The even more controversial one of Xayaburi in northern Laos is in an advanced state of construction. Financed and built by the Thais, the series of dams, should allow the production of 1280 megawatts of electricity, 95% of which is destined for across the border. In this case, more than 200,000 persons of the river banks will be directly affected by the work and the future operation, but the devastation to the river ecosystem would – according to opponents – be unprecedented in the region. The majority of those 11 dams on the Mekong foreseen by opponents, designed or under construction, is nine in Laos alone.
That of respect for the environment has been very refined in recent years, represented by a simple image, a ‘dam’ against excessive external influences and the conservation of their own resources and lifestyles.

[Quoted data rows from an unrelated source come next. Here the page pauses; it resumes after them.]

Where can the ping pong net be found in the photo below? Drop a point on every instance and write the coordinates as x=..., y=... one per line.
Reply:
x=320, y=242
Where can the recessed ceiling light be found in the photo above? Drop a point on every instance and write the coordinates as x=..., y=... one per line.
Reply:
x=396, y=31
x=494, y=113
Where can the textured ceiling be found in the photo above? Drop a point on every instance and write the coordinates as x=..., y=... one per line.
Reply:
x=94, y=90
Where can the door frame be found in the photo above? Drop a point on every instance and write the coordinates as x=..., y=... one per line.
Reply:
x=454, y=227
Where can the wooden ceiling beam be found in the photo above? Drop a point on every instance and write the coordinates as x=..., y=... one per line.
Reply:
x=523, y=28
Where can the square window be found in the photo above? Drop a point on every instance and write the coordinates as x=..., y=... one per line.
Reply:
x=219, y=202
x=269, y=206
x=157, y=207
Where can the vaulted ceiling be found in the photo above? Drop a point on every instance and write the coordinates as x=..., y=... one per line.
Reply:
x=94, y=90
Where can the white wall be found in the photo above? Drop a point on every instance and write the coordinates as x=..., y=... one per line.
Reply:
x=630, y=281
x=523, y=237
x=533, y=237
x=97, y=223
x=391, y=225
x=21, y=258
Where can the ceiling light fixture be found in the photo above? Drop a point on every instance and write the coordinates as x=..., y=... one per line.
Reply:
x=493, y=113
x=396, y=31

A dam that, in a time of increasing energy thirst and constant pressure for regional integration, is giving way. Chinese investments increase and Beijing contributes more than 30% of the international support to development. Obviously with the role of big investor and major donor, mainland China is increasingly integrating its southern regions with its neighbour. The construction of development zones on the border, of bridges, roads and railways, is also crucial to its increasingly close relations with ASEAN (Association of South-East Asia), of which Laos is part since 1997. The inauguration scheduled for the end of 2015 of the common economic area for the ten ASEAN countries, will lead to lreduced barriers of border transit for goods and people, with potential (for example regarding the acquisition of professionalism, knowledge and investments), but also the risks of an uncontrollable rapid assimilation to outside interests. Finally, an integration has been initiated without the country’s local and transnational problems (and in part also for the other members of ASEAN) having been resolved: full rights for citizens and respect for minorities, representative democracy, the production and marketing of drugs, trafficking and exploitation of human beings and respect for religious practice. (S.V.)